Pero está también la otra cara, la de la resistencia de masas que crece como ola de fondo, día a día. Pocas decenas de miles de indígenas zapatistas militarmente organizados, apoyados en un par de centenas de miles de otros indígenas-campesinos locales, resisten desde hace 20 años frente al Estado y crean los gérmenes de una organización local más democrática y no capitalista, aunque estén incluidos en el mercado y en el Estado capitalistas de los que tratan de separarse. Así, un poder popular local, de masas y asambleario, enfrenta desde hace décadas al poder del capital nacional y extranjero, y el semiestado nacional ha perdido en las zonas zapatistas el monopolio legítimo de la fuerza, si es que alguna vez lo tuvo.
Al mismo tiempo, a las fuerzas armadas del semiestado en descomposición no se le oponen sólo las bandas bien armadas del narcotráfico, que mueven decenas de miles de sicarios y de secuaces y están infiltradas en todos los niveles de ese semiestado.
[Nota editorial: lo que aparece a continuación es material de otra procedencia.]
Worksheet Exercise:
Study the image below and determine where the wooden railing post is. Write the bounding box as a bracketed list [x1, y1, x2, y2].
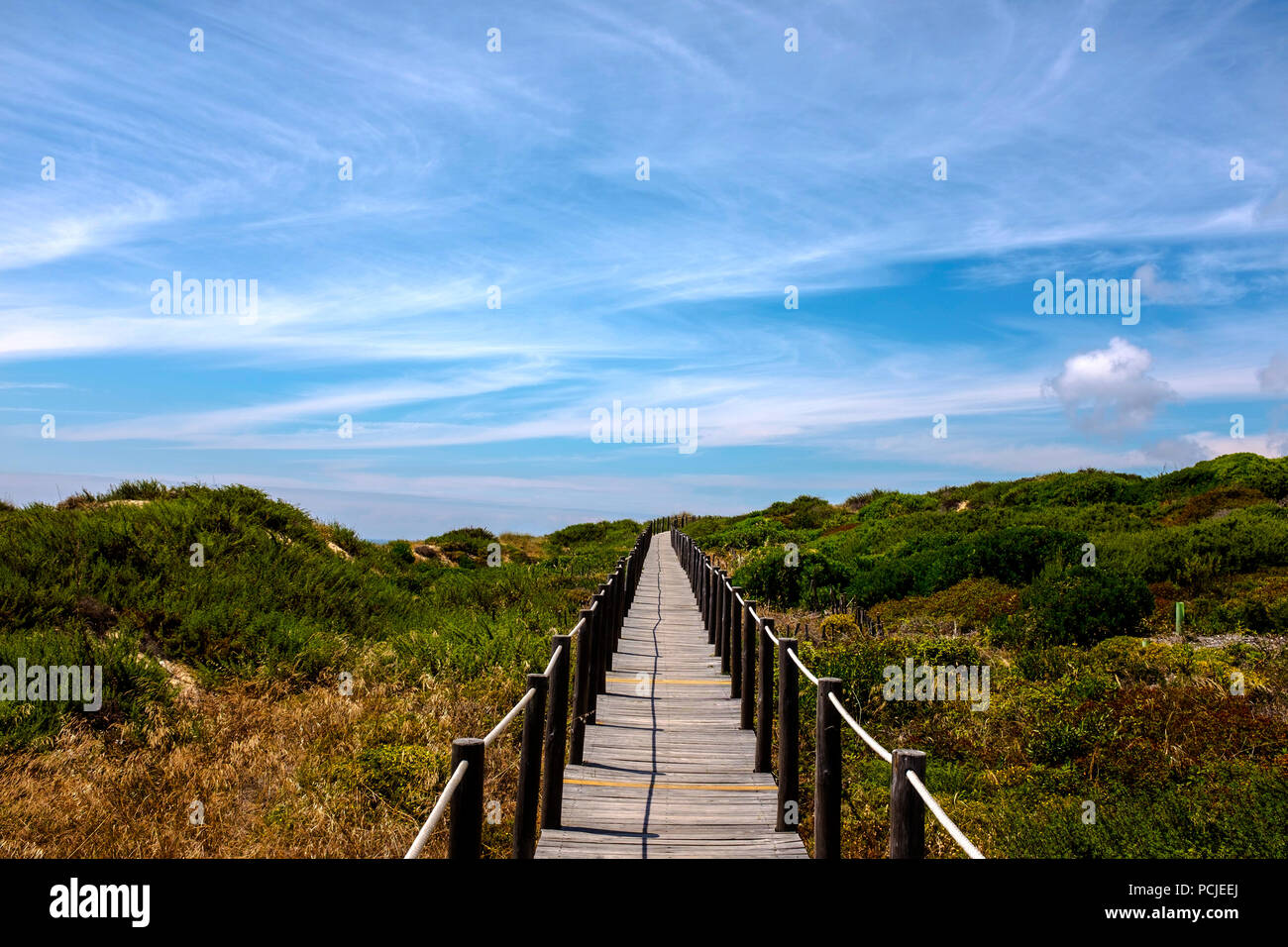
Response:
[734, 599, 757, 730]
[595, 577, 619, 680]
[774, 638, 802, 832]
[447, 737, 483, 858]
[716, 571, 729, 674]
[541, 635, 572, 828]
[756, 618, 774, 773]
[587, 591, 605, 727]
[510, 674, 550, 858]
[890, 750, 926, 858]
[814, 678, 841, 858]
[568, 608, 595, 767]
[698, 556, 715, 633]
[618, 554, 628, 654]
También aparecen las policías comunitarias y los grupos de autodefensa en todo el México central, particularmente en Michoacán, Guerrero y Oaxaca, allí donde hay comunidades campesinas y grupos indígenas que mantienen sus lazos comunales y solidarios. Estas organizaciones populares, brazos armados de sus comunidades, expresan también la decisión de construir desde abajo bases para otra relación social y política. Son decenas de miles de combatientes que se apoyan en asambleas, las cuales escogen y mantienen a quienes toman las armas en su defensa y compensan a las familias por los brazos perdidos en beneficios de todos, discuten qué hacer y hasta dónde ir, establecen un poder popular en las comunidades y una democracia basada en el fusil en manos de los trabajadores y en la justicia popular autoadministrada.
Estos grupos de hombres y mujeres armados, y no el aparato represivo del semiestado capitalista, son los que ejercen el monopolio de la violencia legítima y tejen una red de enlaces federativos que se extiende cotidianamente y que cuenta con un caluroso apoyo popular. Al mismo tiempo, y en otro nivel, aunque no en contacto estrecho con los grupos de autodefensa, se crean las bases organizativas y legales de la Organización Política de los Trabajadores (OPT) que agrupa a sindicatos y a formaciones de izquierda que buscan una salida política independiente del Estado a la crisis del capitalismo en el país y a la crisis de dominación que sufre la oligarquía en el poder. Igualmente, millones de personas se agrupan en Morena, tratando de preservar lo que queda de los derechos democráticos y esa fuerza, por ahora electoral, no es insensible a la resistencia indígena ni a la acción auto organizada de las comunidades con las que mantiene viejos lazos sociales y culturales y podría, si las cosas se precipitasen, saltar por sobre su actual esperanza electoral y legalista. Por último, sectores de la intelectualidad –maestros rurales, amplios grupos estudiantiles y jóvenes profesores– se incorporan por otra parte con sus luchas y con su actividad a este magma social en movimiento, que aún carece de un objetivo común explícito.
Por supuesto, los zapatistas no son anticapitalistas: buscan sólo reformar al México del capital y los narcos para que los indígenas puedan gozar de condiciones de igualdad con los demás oprimidos y mejorar algunas medidas y leyes. Las policías comunitarias, los grupos de autodefensa, defienden los derechos democráticos pisoteados y las vidas y derechos de los integrantes de sus comunidades y no pretenden abatir el sistema. Las luchas obreras son defensivas y no pretenden un cambio social, sino precisamente impedir cambios sociales para peor, hacia atrás. Son muy pocos los anticapitalistas y menos aún los autogestionarios y tienen todavía muy escasa audiencia. Pero las revoluciones no las preparan sólo los revolucionarios y menos aún las hacen sólo ellos. Las prepara e impone la acción salvaje de las clases dominantes, que niega toda posibilidad de reformas progresistas. En cuanto a los oprimidos, luchan por preservar las conquistas anteriores pero, para conservar hay que cambiar las cosas, las relaciones y las propias ideas, como demostraron los indígenas chiapanecos del EZLN en 1994, los indígenas ecuatorianos en 1990 y los bolivianos en la guerra del agua.
Lo importante es que hoy se mueven pueblos enteros y no detrás de líderes, sino creando dirigentes para cada acción y cada lucha. Es la auto organización, la creación de experiencias de poder local, la disputa al semiestado del monopolio de la violencia legítima. Es el aumento de la autoconfianza y de la creatividad social, que une elementos restantes de la vieja vida comunitaria en descomposición con métodos y objetivos propios de un nuevo poder democrático y popular. Por supuesto, nada nace puro y en los nuevos movimientos puede infiltrarse gente que quiere que otros le eliminen a su enemigo. Pero la vigilancia comunitaria puede reducir su impacto. Hoy estamos viendo nacer las bases de una nueva bola.